OPM contract physicians rarely, if ever, have expertise in the medical conditions they review. Psychiatrists aren’t assigned to review psychiatric cases. Orthopedic physicians are not assigned to review orthopedic cases. To my knowledge there are no psychiatrists or orthopedists working as OPM contract physicians. In fact, there are no known contract physicians employed by OPM who are specialists in any of the types of medical problems raised by applicants.

Some years ago, I found that two, retired navy physicians, were specialists in “underwater diving medicine.” I have yet to see a case in my practice in which the disabling medical condition is connected with underwater diving.

The OPM disability specialists, who actually draft the decisions, routinely rubber stamp the OPM contract physicians’ opinions. The specialists’ decisions parrot back, nearly verbatim, the language contained in the contract physicians’ reports.

OPM contract physicians not stick to medical issues. They opine broadly on law, policy and human credibility. OPM adjudicators slavishly defer to this whole range of opinions handed down by the contract physicians.

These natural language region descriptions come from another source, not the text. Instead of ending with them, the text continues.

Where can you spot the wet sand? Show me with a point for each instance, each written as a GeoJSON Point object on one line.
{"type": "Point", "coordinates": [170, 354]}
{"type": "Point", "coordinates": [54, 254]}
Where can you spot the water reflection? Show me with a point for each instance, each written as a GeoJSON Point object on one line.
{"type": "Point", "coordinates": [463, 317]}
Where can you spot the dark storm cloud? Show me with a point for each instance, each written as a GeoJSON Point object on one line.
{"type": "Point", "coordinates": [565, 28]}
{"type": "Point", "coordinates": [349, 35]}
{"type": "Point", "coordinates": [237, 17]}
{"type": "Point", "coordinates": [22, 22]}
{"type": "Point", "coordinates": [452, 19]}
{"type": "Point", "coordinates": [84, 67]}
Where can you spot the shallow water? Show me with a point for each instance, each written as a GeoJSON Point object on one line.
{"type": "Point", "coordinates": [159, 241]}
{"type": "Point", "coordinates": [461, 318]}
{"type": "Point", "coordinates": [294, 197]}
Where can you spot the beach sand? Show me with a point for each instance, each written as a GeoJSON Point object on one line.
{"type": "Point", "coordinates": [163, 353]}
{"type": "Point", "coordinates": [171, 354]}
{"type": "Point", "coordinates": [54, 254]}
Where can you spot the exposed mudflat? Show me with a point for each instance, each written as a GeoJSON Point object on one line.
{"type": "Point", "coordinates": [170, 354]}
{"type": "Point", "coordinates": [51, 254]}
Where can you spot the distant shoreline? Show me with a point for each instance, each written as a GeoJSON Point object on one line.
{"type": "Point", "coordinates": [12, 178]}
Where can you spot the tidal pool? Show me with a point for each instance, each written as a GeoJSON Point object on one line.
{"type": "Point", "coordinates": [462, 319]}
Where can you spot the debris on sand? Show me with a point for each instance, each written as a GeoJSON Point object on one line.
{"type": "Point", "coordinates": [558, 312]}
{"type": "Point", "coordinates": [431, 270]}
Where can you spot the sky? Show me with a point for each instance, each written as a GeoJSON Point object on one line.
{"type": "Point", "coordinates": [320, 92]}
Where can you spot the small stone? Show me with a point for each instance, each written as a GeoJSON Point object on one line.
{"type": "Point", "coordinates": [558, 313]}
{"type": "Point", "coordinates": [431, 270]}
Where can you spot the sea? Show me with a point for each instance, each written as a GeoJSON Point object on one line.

Disability retirement applicants are never told that adverse initial decisions are largely a product of OPM contract physicians and not the OPM disability adjudicator, who signs the opinion.

If you manage to get a copy of your OPM file, it will never include or give a hint that these physicians played a vital part in the decision.

OPM contract physicians are nearly immune from questioning by applicants. Because applicants are provided a de novo hearing at MSPB, OPM is usually successful in arguing that they cannot be deposed before hearing and cannot be brought into the hearing as a witness, precluding cross-examination. The MSPB’s theory is that since you are getting a hearing from scratch, what the OPM contract physician had to say is irrelevant. Thus OPM contract physicians’ opinions end up never being challenged, no matter how wrong they might be.

And that’s the most incredible thing is that OPM contract physicians are often dead wrong in their determinations.